The National Center for Construction Education and Research, commonly referred to by the acronym NCCER, is a not-for-profit 501(c)(3) education foundation for professional craft certification, formed in 1996.

Scope
The mission of NCCER is to provide a workforce of safe and productive craft professionals through portable certification and registration that is accepted industry-wide. The assessment for certification falls within two categories, the written assessment and the performance assessment. Passing the written assessment will result in a “Knowledge Verified” certification, passing the performance assessment will result in a “Performance Verified” certificate, and passing both will result in a “Certified” designation.

History
In 1991 eleven companies met to address skilled worker shortages and create a standard curricula with industry recognized credentials. In 1993 the organization released the Master Trainer Instructor Certification Program, Instructor Certification Training Program, accreditation guidelines, and fifty-three organizations applied for accreditation. The first completed module was entered into a "Registry System". On January 1, 1996 the foundation became organized as a 501(c)(3) non-profit.

OSHA
Since 2010 OSHA has been working for rule making requiring national Accredited Crane Operator Certification. A November 9, 2017 deadline was extended for a year over concerns of “certifying by capacity” and if certification would be equivalent to qualification. Certifying by capacity has been an area of concern since 2013. On November 10, 2018, the final rule will take effect without the capacity requirement. OSHA has determined that industry concerns that capacity is not included in crane training, the rated operating capacity (ROC) is not a determining factor of a crane operator’s skill and experience, and the cost affecting approximately 117,130 crane operators would be $1.6 million annually. OSHA estimates a one-time industry savings of $25.5 million. The employer requirement to determine competency, that was taken out in 2014, is reversed and made permanent, requiring every new hire to be evaluated on site as well as having their accredited certification. This is seen as a draw-back to mobile crane operator "portable” certification" since anytime an operator changes jobs he or she will be treated as a new-hire trainee because an employer will have to assess different skills than the existing certification tests including: Inspecting the equipment, assessing unstable loads, hoisting loads of irregular size, operation from a barge, personnel hoisting, rigging the load, leveling the crane, hoisting in tight spaces, making judgments about wind speed and other environmental factors, performing multiple crane lifts, traveling with or without a load, operating near power lines, hoisting light loads, and hoisting blind picks where the operator cannot see the load.

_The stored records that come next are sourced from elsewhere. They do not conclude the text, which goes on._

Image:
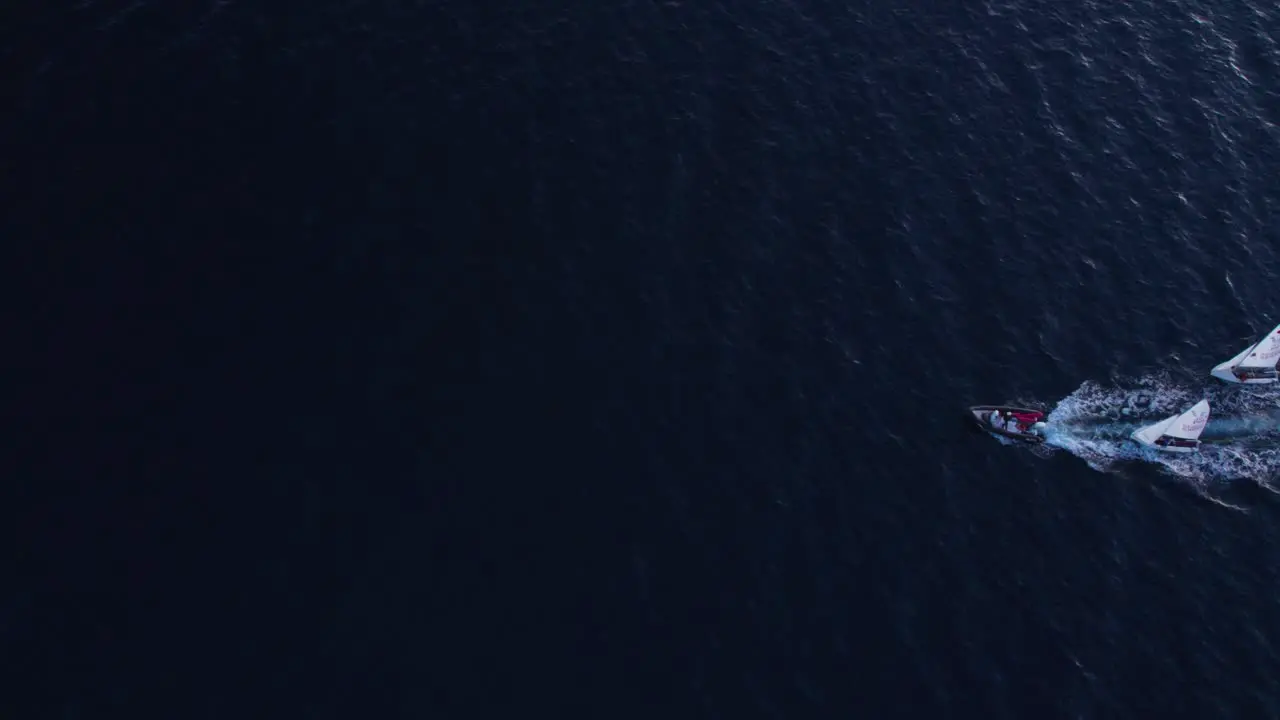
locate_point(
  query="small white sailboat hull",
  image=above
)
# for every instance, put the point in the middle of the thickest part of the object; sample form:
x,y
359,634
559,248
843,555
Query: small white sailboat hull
x,y
1176,433
1255,365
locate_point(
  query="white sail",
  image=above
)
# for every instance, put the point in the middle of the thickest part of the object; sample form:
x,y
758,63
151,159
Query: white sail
x,y
1189,424
1185,427
1256,364
1265,354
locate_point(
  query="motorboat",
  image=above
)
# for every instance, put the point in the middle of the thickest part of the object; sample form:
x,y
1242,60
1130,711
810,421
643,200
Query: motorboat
x,y
1022,424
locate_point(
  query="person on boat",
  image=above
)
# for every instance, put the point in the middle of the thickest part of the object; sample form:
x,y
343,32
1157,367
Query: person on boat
x,y
1029,418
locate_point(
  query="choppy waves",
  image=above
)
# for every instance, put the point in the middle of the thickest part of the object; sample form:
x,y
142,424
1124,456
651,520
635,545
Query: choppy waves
x,y
1240,441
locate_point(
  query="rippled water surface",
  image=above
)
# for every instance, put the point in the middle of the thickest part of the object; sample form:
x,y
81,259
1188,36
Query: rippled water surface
x,y
611,359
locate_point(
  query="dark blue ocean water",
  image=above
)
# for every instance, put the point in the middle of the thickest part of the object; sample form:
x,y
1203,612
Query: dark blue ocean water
x,y
444,359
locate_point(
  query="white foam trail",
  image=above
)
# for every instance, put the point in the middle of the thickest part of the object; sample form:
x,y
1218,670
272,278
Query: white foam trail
x,y
1240,441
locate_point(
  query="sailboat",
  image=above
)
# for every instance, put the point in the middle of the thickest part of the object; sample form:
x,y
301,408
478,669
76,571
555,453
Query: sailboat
x,y
1255,365
1178,433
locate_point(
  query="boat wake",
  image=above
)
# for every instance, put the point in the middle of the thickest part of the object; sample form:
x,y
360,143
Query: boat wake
x,y
1240,441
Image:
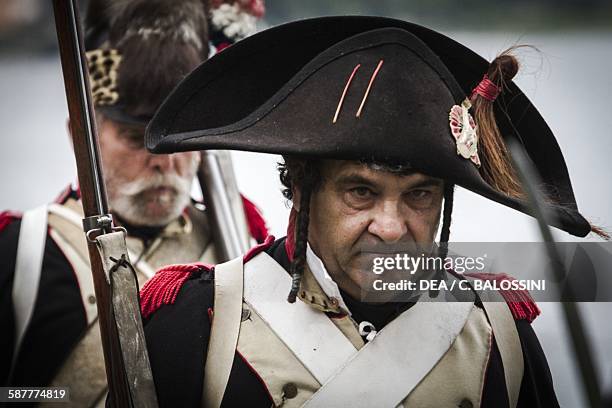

OSHA formally recognized NCCER Crane Operator Certification Program on May 20, 2010. A ceremony was held in Washington, D.C. that included the North American Crane Bureau, the US Assistant Secretary of Labor for OSHA, the Acting Director for OSHA’s Directorate of Construction, the President/CEO, Associated Builders and Contractors, Inc., the President/CEO, Associated General Contractors of America, the Vice President, Government Relations, American National Standards Institute (ANSI), that accredited NCCER under ANSI/ISOIEC 17024, and the President of NCCER.

NTSA participants
The National Training Service Agreement (NTSA) currently has more than 140 contractors and association contributors and contractors can be directly reimbursed for approved training and workforce development expenditures. Participants also support development and industry advancement of craft training provided by NCCER.